Two teenagers were convicted of rape in Steubenville, Ohio, on March 19. They drugged and raped one of their classmates in August 2012. Their conviction was certain, at least in the court of public opinion, after a hacker group called KnightSec released video depicting a friend and former classmate joking about what he’d seen on the night of the incident. The now-convicted rapists felt they were untouchable, going so far as to call themselves a “rape squad.”
But why should people in Socorro care about a pair of teenaged rapists in Ohio?
We should care because of how the media looked at them before their conviction. CNN talked about what was being done to the accused teens, not what they might have done, and certainly not what they did in the video. CNN talked about how the victim had been drinking — their only focus on her. National news sources treated the rapists as victims and either blamed or ignored the real victim.
We should care because, according to a Yahoo! News source, the case would have been “swept under the rug” had video of a local college student joking about the matter not gone viral. Steubenville, collectively, didn’t want to deal with two of its young and hopeful committing a heinous crime. A city would have ignored the rule of law had a nation not intervened.
We should care because we can prevent this from happening here. We can prevent rape because rape is not the fault of a teenaged girl who went to a party and drank. Rape is not the fault of a city that wanted to protect what it perceived as “good boys.” Rape is not the fault of a news network that went for emotionally-driven coverage but took the side of accused rapists.
Rape is the fault of rapists.
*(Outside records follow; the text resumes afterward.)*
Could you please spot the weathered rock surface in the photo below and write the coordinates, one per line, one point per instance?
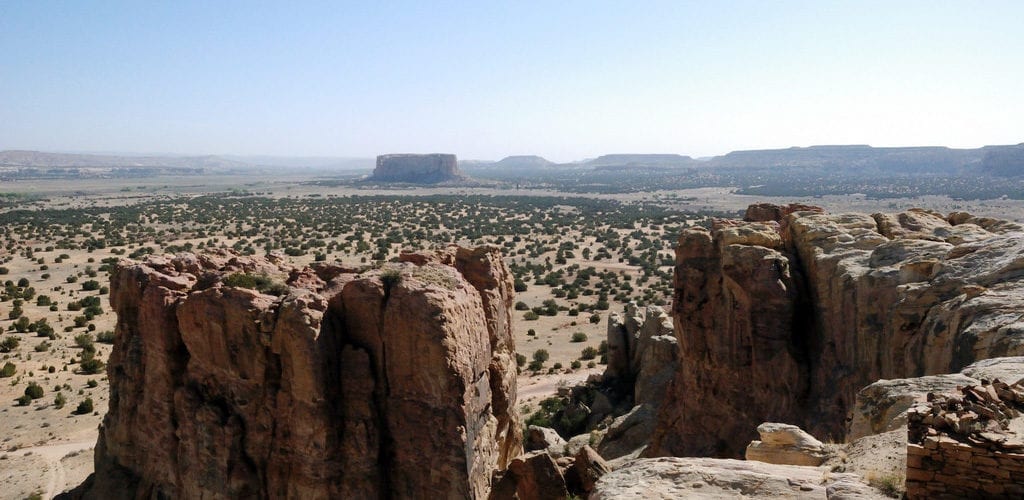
(671, 477)
(544, 439)
(785, 445)
(395, 382)
(883, 406)
(969, 445)
(587, 468)
(642, 352)
(534, 475)
(419, 169)
(785, 317)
To prevent rape, don’t rape.
If a two-word solution just seems too simple, this might help. Recently, a Scottish organization called Rape Crisis Scotland published a poster titled “10 Top Tips to End Rape.” They are listed as follows:
1. Don’t put drugs in women’s drinks.
2. When you see a woman walking by herself, leave her alone.
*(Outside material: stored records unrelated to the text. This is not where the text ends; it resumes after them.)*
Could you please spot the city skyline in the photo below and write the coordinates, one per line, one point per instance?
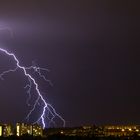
(91, 49)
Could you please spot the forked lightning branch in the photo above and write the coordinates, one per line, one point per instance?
(48, 111)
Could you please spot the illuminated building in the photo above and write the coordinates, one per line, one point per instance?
(5, 130)
(121, 130)
(34, 130)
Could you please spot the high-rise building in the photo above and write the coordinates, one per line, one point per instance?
(34, 130)
(5, 130)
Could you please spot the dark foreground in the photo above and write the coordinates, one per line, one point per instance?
(61, 137)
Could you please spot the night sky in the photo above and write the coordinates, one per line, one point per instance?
(92, 49)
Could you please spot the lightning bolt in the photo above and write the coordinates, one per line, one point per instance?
(48, 111)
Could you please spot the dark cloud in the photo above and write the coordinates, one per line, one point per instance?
(92, 50)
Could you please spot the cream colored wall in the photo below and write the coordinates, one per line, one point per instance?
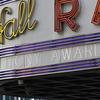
(44, 13)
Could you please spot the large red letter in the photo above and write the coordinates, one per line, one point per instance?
(67, 17)
(96, 16)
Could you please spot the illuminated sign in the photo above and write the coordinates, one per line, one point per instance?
(68, 17)
(6, 1)
(23, 22)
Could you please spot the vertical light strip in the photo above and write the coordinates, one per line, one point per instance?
(2, 2)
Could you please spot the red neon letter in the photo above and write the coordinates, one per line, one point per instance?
(96, 16)
(67, 17)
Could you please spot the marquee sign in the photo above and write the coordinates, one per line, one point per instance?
(25, 23)
(6, 1)
(62, 41)
(68, 17)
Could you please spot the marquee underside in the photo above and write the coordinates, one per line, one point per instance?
(66, 86)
3. If you pull over to help a woman whose car has broken down, remember not to rape her.
4. If you are in a lift (elevator) and a woman gets in, don’t rape her.
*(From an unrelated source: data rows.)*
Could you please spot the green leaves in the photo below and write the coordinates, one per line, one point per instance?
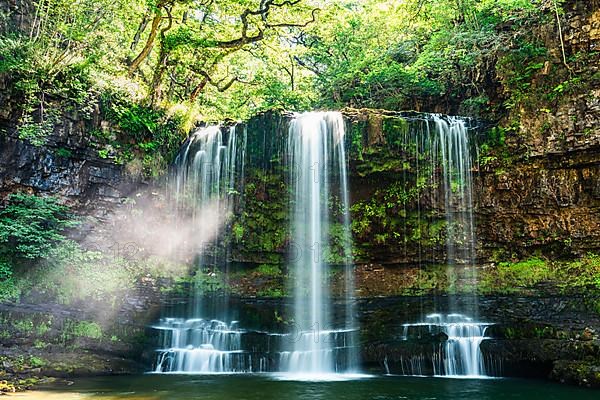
(30, 226)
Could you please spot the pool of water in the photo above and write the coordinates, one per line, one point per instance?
(261, 387)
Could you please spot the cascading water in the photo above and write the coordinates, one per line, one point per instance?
(318, 175)
(457, 355)
(206, 173)
(445, 141)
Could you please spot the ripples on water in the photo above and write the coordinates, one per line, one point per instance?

5. Never creep into a woman’s home through an unlocked door or window, or spring out at her from between parked cars, or rape her.
6. USE THE BUDDY SYSTEM! If you are not able to stop yourself from assaulting people, ask a friend to stay with you while you are in public.
7. Don’t forget: It’s not sex with someone who’s asleep or unconscious – it’s RAPE!
8. Carry a whistle! If you are worried you might assault someone “by accident” you can hand it to the person you are with, so they can call for help.
9. Don’t forget: Honesty is the best policy. If you have every intention of having sex later on with the woman you’re dating regardless of how she feels about it, tell her directly that there is every chance you will rape her. If you don’t communicate your intentions, she may take it as a sign that you do not plan to rape her and inadvertently feel safe.
10. Don’t rape.
I’d make a few small changes to the list: It’s a crime to put drugs in anybody’s drink without their permission. Similarly, don’t rape or assault anyone who is in need of car repair, is getting on an elevator, or has left a door or window unlocked. However, these are great tips for everybody to keep in mind and implement in order to help prevent rape.
Parents should talk to their children about what they can do to help prevent rape in school, as well. “How old is old enough” is a question to which the answer changes for every parent, but remember — one of the Steubenville rapists was only 16 when he committed that crime. The “birds and bees” conversation needs to include consent as well as safety and responsibility.